Cytoplasmic DNA was synchronously isolated from 72 accessions that represent for all major cytoplasmic haplotypes and morphological varieties (Table S2), using an optimized organelle isolation procedure (Materials and Methods). This method can substantially help to remove nuclei and balance the proportions of cpDNA and mtDNA content. Reads mapping analysis demonstrated that the isolated total DNA contains an average ratio of 37.2% chloroplast DNA and 3.4% mitochondrial DNA, respectively, which is approximately 5–10 times higher than the ratio of cytoplasmic DNA in the total leaf DNA [28]. The cytoplasmic DNA mixture was then subjected to the high-throughput sequencing (with average sequencing depths above 500 x, Table 1). The obtained paired-end reads (150 bp) were directly mapped to a tandem sequence gather, which consists of 10 published chloroplast genome sequences across Brassicaceae family. The mapped reads were extracted and de novo assembled by SOAPdenovo software package [29]. Generally, two or three large contigs were eventually generated for the chloroplast genomes. Gaps were directly filled through manual jointing of the overlapping ends of each two contiguous contigs, and then verified by Sanger sequencing of the gap-spanning PCR fragments. All the obtained chloroplast genome sequences are provided in Additional file 3 (Appendix A).

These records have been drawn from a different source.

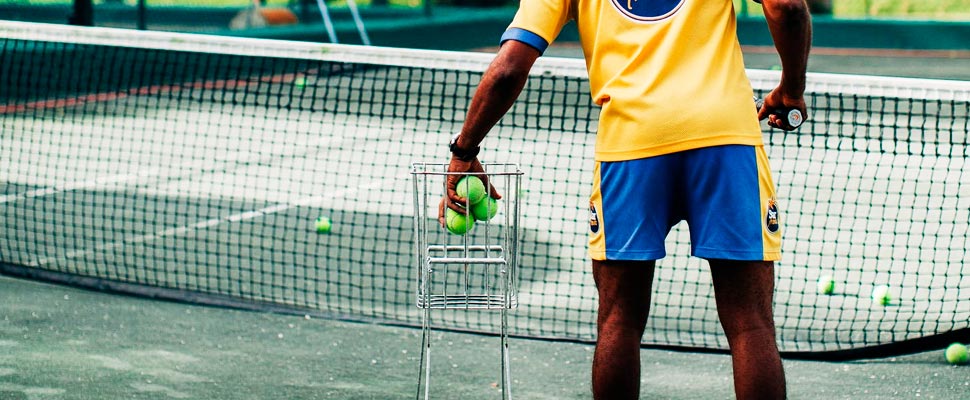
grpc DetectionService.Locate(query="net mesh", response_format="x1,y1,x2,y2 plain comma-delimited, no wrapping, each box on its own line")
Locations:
0,22,970,352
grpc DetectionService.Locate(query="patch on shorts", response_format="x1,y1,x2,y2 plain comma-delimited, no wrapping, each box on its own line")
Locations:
765,197,779,233
589,202,600,233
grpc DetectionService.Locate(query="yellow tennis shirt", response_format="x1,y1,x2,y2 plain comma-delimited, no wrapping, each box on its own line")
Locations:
502,0,763,161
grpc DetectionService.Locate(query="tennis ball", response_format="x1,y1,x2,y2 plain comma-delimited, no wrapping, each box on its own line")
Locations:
314,217,333,233
472,197,498,221
445,208,475,235
818,275,835,294
872,285,893,306
946,343,970,365
455,176,485,204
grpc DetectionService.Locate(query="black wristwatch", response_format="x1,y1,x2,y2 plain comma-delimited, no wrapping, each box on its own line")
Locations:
448,133,482,162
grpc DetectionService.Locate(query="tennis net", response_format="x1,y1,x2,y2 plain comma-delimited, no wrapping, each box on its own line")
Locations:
0,22,970,354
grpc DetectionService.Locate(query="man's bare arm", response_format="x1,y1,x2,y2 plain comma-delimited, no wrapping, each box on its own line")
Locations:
438,40,541,226
758,0,812,129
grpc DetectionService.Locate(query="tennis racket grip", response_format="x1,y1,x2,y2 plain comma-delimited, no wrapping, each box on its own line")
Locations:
754,96,805,128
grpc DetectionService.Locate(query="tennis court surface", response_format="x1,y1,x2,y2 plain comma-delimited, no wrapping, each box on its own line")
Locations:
0,22,970,398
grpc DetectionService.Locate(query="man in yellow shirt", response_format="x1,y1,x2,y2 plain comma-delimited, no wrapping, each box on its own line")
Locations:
439,0,811,399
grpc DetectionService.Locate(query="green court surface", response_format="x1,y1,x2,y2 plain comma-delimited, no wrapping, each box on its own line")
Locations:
0,277,970,400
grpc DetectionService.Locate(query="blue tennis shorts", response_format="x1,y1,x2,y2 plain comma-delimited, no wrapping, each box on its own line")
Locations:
589,145,781,261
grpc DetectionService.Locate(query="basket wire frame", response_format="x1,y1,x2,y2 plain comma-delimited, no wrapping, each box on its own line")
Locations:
411,163,522,399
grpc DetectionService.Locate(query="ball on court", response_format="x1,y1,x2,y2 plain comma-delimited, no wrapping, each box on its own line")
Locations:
472,197,498,221
313,217,333,233
455,176,485,204
445,208,475,235
818,275,835,294
872,285,893,306
946,343,970,365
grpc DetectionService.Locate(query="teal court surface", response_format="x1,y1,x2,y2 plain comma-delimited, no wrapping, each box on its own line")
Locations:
0,23,970,399
0,278,970,399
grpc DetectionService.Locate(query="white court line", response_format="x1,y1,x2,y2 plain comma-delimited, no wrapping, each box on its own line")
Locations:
0,130,360,204
27,173,410,268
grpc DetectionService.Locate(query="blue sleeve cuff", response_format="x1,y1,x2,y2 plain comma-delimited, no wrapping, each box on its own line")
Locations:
499,28,549,54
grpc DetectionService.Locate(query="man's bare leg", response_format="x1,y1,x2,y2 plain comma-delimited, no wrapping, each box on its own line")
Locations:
593,260,655,400
710,260,785,400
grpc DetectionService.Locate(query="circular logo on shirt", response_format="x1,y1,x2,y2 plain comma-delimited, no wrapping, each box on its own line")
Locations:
611,0,687,22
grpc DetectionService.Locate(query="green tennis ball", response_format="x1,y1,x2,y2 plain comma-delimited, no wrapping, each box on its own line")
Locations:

Table 1 Sequencing information of the representative materials

Genome-wide cytoplasmic (cpDNA and mtDNA) variations in Brassica

The chloroplast and mitochondrial genome sequences of a B. napus strain 51,218 [22], which is an intermediate breeding material of nap mitotype, were respectively used as reference sequences to call the overall cpDNA and mtDNA basic variants. The calling was conducted by standard BWA/Genome Analysis Toolkit (GATK) pipeline with manual inspection [30], and then randomly verified by Kompetitive Allele Specific PCR (KASP) analysis. A total of approximately 4700 reliable basic polymorphic sites, including 3880 SNP and 820 InDels, respectively, were identified for all the sequenced chloroplast haplotypes in Brassica genus. While, approximately 3400 polymorphic sites (2700 SNP and 700 InDels) were identified for the mitochondrial haplotypes (Table S3). The average SNP density in the chloroplast and mitochondrial genomes was 25 and 12 SNPs per kilo base (kb), respectively. The chloroplast variants were uniformly distributed along the reference genome, except the two 26-kb large inverted repeat regions, IRa and IRb (Fig. 1), since these genomic regions were skipped due to the repetitive mapping of the same reads. The mitochondrial variants showed a comparatively even distribution pattern along the reference genome; however, their variation frequencies are obviously much higher at the regions containing the open reading frame (ORF) genes (Fig. 2).

Fig. 1
figure 1

Genomic distribution of the basic cpDNA variants in the sequenced materials. The map was drawn using Circos (http://circos.ca/). The innermost circle represents for the chloroplast genome map of B. napus strain 51,218. The inner bottle-green bars and outer laurel-green bars correspond to the distribution of SNPs and InDels within nonoverlapping 500-bp bins across the entire genome, respectively. The length of each bar denotes the total number of basic variants in a 500-bp region, take the value as 30 if it exceeds 30. None variants appeared in two inverted repeat regions, IRa (83–109 kb) and IRb (126–153 kb)

Fig. 2
figure 2

Genomic distribution of the basic mtDNA variants in the sequenced materials. The map was drawn using the same procedure as for Fig. 1. The innermost circle represents for the mitichondrial genome map of B. napus strain 51,218. The inner bottle-green bars and outer laurel-green bars correspond to the distribution of SNPs and InDels, respectively

Among the overall variants, 13.9 and 18.1% were identified as nonsynonymous for 47 cpDNA coding genes and 61 mtDNA coding genes, respectively. The materials of two B. napus mitochondrial haplotypes, below known as cam- and polima-types, possess approximately 300 basic variants when referring to B. napus strain 51,218 mitochondrial genome of nap-type. Polima-type is close to cam-type with a difference of only about 50 conserved cpDNA variants (Table S3). Consistent difference patterns were also found for cpDNA variants as for the three cytoplasmic types. KASP analysis using the primers targeted to the B. napus mitotype-corresponding mtDNA and cpDNA polymorphic sites detected that nap, cam and polima cytoplasms accounted for 87.1, 7.2 and 5.7% in the investigated B. napus population (Figure S2). Undoubtedly, nap-type is the predominant cytoplasmic DNA haplotype, as identified in previous studies [15, 16]. Most of the B. rapa materials are of the same cam-type in B. napus, another major haplotype accounting for a frequency of approximately 5.8% in the investigated B. rapa population has been identified and named as sarson-type hereinafter, since it mainly exists in B. rapa var. sarson accessions.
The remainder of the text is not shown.